[I18n-sig] Re: How does Python Unicode treat surrogates?

Tim Peters tim.one@home.com
Mon, 25 Jun 2001 23:52:24 -0400


[Guido]
> But UTF-16 vs. UCS-4 is not an implementation detail!

[Gaute B Strokkenes]
> Sure it is!  A given chunk of Unicode data is semantically just a
> finite sequence of Unicode scalar values.  The difference between
> UTF-16 and UCS-4 is entirely one of how you are arranging bits and
> bytes to store the same information.  The meaning is exactly the same;
> so it's an implementation detail.

I don't know what possessed Guido to make that claim, but I'm sure he'll
agree after some thought (he must, because you're right <wink>).

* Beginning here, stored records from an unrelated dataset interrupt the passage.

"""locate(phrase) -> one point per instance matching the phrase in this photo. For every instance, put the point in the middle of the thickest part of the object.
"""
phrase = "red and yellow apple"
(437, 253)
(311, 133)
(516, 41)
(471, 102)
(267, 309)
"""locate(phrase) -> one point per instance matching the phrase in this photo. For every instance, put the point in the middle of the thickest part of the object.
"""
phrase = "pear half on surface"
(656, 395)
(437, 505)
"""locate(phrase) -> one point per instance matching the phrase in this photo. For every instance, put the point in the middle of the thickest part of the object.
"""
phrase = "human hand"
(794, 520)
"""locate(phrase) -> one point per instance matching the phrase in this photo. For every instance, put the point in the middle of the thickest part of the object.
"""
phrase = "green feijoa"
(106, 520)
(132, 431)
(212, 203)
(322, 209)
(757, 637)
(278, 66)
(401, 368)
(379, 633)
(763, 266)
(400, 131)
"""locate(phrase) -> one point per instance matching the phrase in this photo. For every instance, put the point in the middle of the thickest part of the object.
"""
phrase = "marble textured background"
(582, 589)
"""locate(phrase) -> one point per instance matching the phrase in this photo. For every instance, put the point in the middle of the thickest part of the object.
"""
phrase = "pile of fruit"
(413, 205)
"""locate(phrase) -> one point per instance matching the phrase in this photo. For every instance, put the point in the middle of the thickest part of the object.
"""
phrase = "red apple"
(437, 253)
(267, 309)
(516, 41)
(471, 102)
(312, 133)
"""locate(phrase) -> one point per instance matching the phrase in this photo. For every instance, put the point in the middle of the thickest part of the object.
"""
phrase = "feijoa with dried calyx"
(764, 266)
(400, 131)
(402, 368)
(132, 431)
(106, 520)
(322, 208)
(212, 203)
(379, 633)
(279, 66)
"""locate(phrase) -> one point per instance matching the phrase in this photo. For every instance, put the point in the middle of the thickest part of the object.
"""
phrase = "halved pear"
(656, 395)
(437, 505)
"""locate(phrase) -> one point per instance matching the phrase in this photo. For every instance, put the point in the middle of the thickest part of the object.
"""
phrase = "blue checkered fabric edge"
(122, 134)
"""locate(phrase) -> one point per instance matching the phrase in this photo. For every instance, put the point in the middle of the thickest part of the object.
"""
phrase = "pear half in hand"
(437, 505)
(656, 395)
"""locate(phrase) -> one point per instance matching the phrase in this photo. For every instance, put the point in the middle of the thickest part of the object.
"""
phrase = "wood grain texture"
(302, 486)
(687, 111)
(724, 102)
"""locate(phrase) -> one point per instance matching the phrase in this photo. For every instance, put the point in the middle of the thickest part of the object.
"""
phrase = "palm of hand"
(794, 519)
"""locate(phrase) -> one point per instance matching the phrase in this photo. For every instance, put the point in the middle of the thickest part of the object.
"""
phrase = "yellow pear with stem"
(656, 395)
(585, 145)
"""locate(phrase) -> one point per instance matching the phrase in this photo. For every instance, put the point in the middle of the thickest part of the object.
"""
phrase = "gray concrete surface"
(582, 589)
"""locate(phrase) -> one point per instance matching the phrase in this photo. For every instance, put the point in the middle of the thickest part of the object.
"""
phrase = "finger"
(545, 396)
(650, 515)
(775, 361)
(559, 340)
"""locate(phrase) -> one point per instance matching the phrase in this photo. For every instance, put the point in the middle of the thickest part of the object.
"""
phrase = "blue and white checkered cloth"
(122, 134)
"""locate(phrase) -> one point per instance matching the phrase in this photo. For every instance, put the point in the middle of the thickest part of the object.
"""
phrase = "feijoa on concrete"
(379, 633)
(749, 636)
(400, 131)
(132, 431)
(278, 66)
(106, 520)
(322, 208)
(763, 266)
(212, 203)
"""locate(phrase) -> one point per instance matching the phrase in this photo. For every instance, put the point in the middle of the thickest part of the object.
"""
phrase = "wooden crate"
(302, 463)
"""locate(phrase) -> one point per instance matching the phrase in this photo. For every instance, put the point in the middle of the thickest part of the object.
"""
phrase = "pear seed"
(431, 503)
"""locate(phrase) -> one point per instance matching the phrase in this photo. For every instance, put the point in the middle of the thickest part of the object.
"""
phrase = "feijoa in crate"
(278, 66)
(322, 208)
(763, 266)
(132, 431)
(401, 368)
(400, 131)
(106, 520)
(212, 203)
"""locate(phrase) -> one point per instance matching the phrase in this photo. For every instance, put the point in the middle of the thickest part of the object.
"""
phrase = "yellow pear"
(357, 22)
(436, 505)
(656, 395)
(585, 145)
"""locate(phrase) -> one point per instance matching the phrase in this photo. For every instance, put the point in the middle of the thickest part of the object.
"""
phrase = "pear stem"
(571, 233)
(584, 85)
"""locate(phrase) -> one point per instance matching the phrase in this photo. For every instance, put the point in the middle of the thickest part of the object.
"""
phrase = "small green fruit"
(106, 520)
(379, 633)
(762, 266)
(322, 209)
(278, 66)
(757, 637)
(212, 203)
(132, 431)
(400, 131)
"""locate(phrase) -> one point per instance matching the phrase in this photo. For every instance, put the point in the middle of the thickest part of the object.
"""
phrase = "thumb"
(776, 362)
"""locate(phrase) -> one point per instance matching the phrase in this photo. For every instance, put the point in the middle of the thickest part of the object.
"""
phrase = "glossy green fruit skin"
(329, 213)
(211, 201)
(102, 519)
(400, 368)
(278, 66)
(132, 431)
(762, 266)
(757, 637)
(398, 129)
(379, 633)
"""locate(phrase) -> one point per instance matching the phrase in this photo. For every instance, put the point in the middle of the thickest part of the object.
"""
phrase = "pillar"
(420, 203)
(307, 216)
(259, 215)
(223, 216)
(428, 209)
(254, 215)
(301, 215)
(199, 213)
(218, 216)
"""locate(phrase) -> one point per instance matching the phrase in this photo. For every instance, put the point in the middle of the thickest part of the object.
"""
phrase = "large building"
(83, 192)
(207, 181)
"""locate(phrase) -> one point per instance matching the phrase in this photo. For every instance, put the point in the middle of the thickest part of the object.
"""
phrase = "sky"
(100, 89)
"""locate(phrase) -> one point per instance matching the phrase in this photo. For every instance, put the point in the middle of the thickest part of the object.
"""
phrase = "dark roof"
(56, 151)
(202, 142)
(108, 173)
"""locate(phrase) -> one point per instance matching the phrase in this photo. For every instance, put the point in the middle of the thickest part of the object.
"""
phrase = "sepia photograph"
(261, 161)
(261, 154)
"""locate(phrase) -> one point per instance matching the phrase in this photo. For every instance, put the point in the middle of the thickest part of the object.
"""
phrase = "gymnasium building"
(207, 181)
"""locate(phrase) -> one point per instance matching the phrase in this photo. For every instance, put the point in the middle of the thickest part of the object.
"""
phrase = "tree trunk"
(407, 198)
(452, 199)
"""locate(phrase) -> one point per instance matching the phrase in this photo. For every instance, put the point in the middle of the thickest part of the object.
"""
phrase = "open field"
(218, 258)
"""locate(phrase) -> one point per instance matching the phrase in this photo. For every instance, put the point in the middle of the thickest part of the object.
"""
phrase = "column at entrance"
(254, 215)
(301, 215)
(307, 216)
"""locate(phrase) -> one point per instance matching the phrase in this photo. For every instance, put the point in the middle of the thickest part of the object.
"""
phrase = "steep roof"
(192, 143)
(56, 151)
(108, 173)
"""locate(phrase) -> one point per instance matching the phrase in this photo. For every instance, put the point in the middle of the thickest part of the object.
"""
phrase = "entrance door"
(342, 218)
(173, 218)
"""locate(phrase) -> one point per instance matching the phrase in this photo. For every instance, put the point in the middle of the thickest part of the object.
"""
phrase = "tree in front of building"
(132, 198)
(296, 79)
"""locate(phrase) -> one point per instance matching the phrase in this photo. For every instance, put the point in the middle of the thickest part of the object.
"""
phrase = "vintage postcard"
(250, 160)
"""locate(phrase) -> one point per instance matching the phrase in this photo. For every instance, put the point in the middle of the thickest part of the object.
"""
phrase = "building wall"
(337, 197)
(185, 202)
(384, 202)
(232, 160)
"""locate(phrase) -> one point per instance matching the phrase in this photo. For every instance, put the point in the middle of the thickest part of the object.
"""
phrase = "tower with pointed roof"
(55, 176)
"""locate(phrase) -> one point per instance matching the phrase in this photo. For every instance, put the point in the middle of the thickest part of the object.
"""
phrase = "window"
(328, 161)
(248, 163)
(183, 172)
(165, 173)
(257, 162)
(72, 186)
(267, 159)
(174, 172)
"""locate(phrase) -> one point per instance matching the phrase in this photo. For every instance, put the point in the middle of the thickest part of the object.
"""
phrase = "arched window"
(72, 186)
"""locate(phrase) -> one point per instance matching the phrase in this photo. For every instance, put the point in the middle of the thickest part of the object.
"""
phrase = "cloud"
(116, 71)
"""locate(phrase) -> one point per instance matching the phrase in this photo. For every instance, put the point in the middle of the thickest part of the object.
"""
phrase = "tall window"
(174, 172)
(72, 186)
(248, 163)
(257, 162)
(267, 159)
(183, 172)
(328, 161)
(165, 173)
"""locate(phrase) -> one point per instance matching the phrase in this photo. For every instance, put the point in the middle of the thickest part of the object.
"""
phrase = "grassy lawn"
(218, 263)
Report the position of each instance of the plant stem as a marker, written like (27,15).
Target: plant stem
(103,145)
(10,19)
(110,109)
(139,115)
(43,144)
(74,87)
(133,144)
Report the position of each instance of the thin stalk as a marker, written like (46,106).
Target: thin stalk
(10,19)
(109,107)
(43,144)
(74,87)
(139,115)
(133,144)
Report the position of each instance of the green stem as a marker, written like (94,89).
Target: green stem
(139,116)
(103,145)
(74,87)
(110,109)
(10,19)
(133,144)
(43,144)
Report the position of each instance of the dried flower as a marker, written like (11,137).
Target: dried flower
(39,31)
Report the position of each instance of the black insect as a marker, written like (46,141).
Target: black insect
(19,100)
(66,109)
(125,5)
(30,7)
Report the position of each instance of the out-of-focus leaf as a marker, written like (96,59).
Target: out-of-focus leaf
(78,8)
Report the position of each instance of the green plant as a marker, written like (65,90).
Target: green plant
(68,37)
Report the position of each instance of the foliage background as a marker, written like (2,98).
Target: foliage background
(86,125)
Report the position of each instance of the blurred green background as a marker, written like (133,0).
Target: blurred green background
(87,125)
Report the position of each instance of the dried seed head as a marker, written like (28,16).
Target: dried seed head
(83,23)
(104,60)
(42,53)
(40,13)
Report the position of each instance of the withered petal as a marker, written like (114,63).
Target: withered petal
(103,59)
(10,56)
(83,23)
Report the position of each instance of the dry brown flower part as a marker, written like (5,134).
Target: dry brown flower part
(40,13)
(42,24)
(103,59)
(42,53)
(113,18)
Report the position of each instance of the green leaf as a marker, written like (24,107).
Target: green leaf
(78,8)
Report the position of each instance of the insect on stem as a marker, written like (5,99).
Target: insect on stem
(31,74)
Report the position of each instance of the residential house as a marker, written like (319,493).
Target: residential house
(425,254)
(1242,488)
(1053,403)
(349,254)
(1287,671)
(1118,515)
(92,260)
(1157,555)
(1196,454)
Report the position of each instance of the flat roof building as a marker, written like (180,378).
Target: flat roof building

Something else is bothering me here, though:  Python isn't C, or even Java,
so a slicing gimmick returning raw encoding bytes (call 'em octets if you
must, but they're bytes to me <wink>) favored by Unicode *implementors* is
at the wrong level.  Unicode *users* can't paste this crap together again
efficiently using Python code, because high-volume low-level bit-fiddling is
exactly what Python code is worst at.  So the idea that u[i] (for a Unicode
string u and int i) should ever return meaningless binary blobs at the
*Python* level is just astonishing to me:  Unicode strings in Python are an
end-user feature, not a low-level crutch for Unicode library developers.